- Recently, I said "we'll be fighting in the
streets for food long before we're buried in ice."
- I say the same thing in my book Not by Fire but
by Ice.
-
- I just received an email from a reader that sums it up
better than I did...
-
-
- "I spent about thirty years working in commercial
agribusiness. My main job was to purchase ingredients, mainly grain, for
flour mills and animal feed mills. As a part of my job, I was forced to
understand the US food supply system, its strengths and weaknesses. Over
the years, I became aware of some things that nearly all Americans are
completely unaware of. I am going to make a list of statements and then
you will see where I'm going.
-
- -- 1% of the US population grows all of the
food for all Americans.
-
- -- Nearly all Americans know essentially
nothing about where the food they eat every day comes from. How it
gets from the ground to them. And they don't want to know about it.

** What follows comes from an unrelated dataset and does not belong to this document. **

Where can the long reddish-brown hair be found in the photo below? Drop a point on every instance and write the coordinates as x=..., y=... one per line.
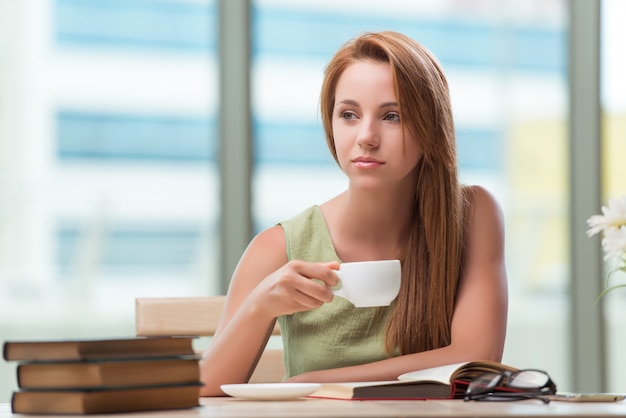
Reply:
x=432, y=257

It's cheap, as close as their local store, and of high quality. So no
worries.
-
- -- The bulk of the food we eat comes from
grain. Although they raise a lot of fruits and vegetables in California,
Arizona, Florida, Oregon and Washington, those things don't compose the
main part of the average diet. Half of what a meat animal is raised
on is grain so when you eat meat you are really eating grain. And,
of course, we eat grain directly as bread, bagels, doughnuts, pasta,
etc. Milk (and milk products like cheese) comes from cows that eat
grain. A lot of grain. And the grain they eat is not produced where
the cows are located.
-
- -- The lion's share of grain produced in
the US is done in a concentrated part of the US Midwest (Illinois,
Iowa, Kansas, Missouri is the center of this area). The grain is moved
to the coasts (where 70% of the population live) by only TWO (2) railroads.
-
- -- Nothing is stored for very long in a supermarket.

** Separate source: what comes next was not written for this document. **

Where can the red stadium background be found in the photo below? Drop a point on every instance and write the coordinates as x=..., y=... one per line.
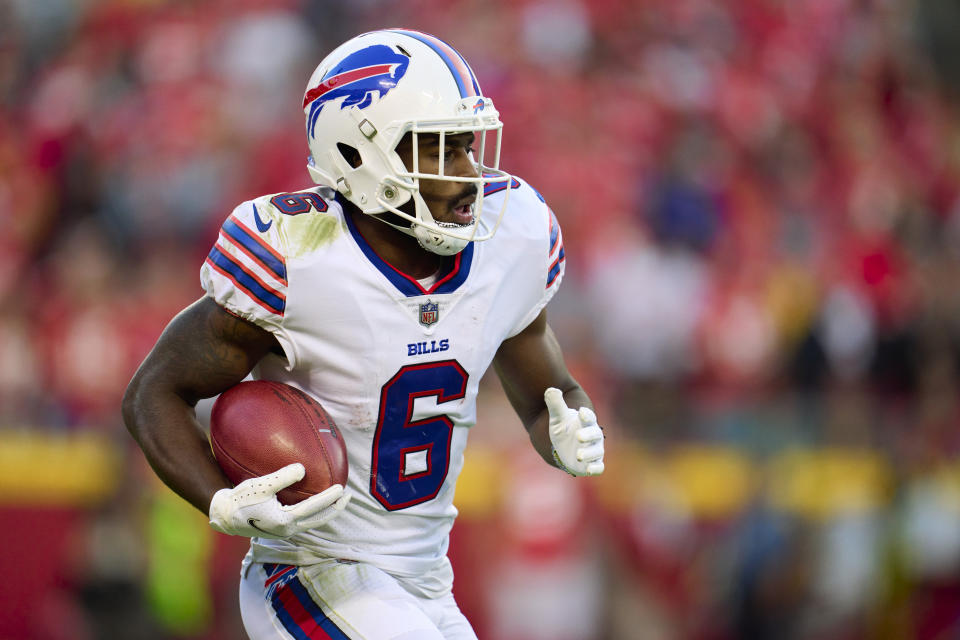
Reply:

One day grain travels (by rail) from Kansas to Seattle to a flour
mill. The next day the flour mill makes the flour and sends it to
a bakery. The next day the bakery makes it into bread (and other
baked things) and the next day it is at the store where it is purchased
that day. Nobody stores anything. The grain is produced and stored
in the Midwest and shipped daily in a single railroad pipeline to
the rest of America where the people live.
-
- -- Up until the 1980s there was a system
that stored a lot of grain in elevators around the country. At one
time, a whole year's harvest of grain was stored that way. But since
taxpayers were paying to store it, certain urban politicians engineered
the movement of that money from providing a safety net or backup for
their own food supply in order to give the money to various other
social welfare things. So now, nothing is stored. We produce what
we consume each year and store practically none of it. There is no
contingency plan.
-
- Now for my take on what this means for us and what it
has to do with the topic you are publicizing.
-
- -- If a drought such as has lingered over
other parts of the US where little grain is grown were to move over
the grain-producing states in the Midwest where few people live, it
- would seriously damage the food supply of the country
and the apples of Washington, the lettuce of California, the grapefruit
of Florida and the peanuts of Georgia won't make up the difference
because grain is the staff of life and most of it is grown in the
Midwest.
-
- -- Americans are armed to the teeth. In LA
people burned down their own neighborhoods to protest a court case.
-
- -- In order for riots to break out the whole
food supply doesn't have to be wiped out. It just has to be threatened
sufficiently. When people realize their vulnerability and the fact
that there is no short term solution to a severe enough drought in
the Midwest they will have no clue as to what they should do. Other
nations can't make up the difference because no other nation has a
surplus of grain in good times let alone in times when they are having
droughts and floods also. It takes two or three months to raise grain,
yet people have to eat usually at least once a day, usually more than
that.
-
- --So, basically, we have in place a recipe
for a disaster that will dwarf any other localized disasters imaginable.
The important thing to note is that there is no solution for this
event. There is no contingency plan for this. People living in certain
parts of the US will fare better than others (which is another story) but
those who live in big cities, where most of the US population live,
are done for.
-
- Anyway, I have no agenda of my own concerning this. I
just thought I'd share it with someone who appears to have an idea of what
might likely cause this scenario to occur. The only people who know about
this are those who are involved in the production and distribution of the
food supply and there are very, very few of them number-wise. And most
of them haven't put two and two together yet, either.
-
-
-
-
* * *
-
- When I asked the reader for permission to
publish this,
- I received this reply:
-
- I'm not interested in notoriety about this. It's just
something I know about.
-
- It's likely too late for the government to do anything
to prepare for such an event, so it probably won't do any good to try to
lobby them for a solution. I guess if they hopped right on it they could
store up enough grain to be ready but they won't. They're more concerned
with urban political issues and helping (or invading -ed) other countries
than they are about preserving the security of their own food supply. I
guess the people who could make it happen have bunkers or something they
can hide in when the 's' hits the fan.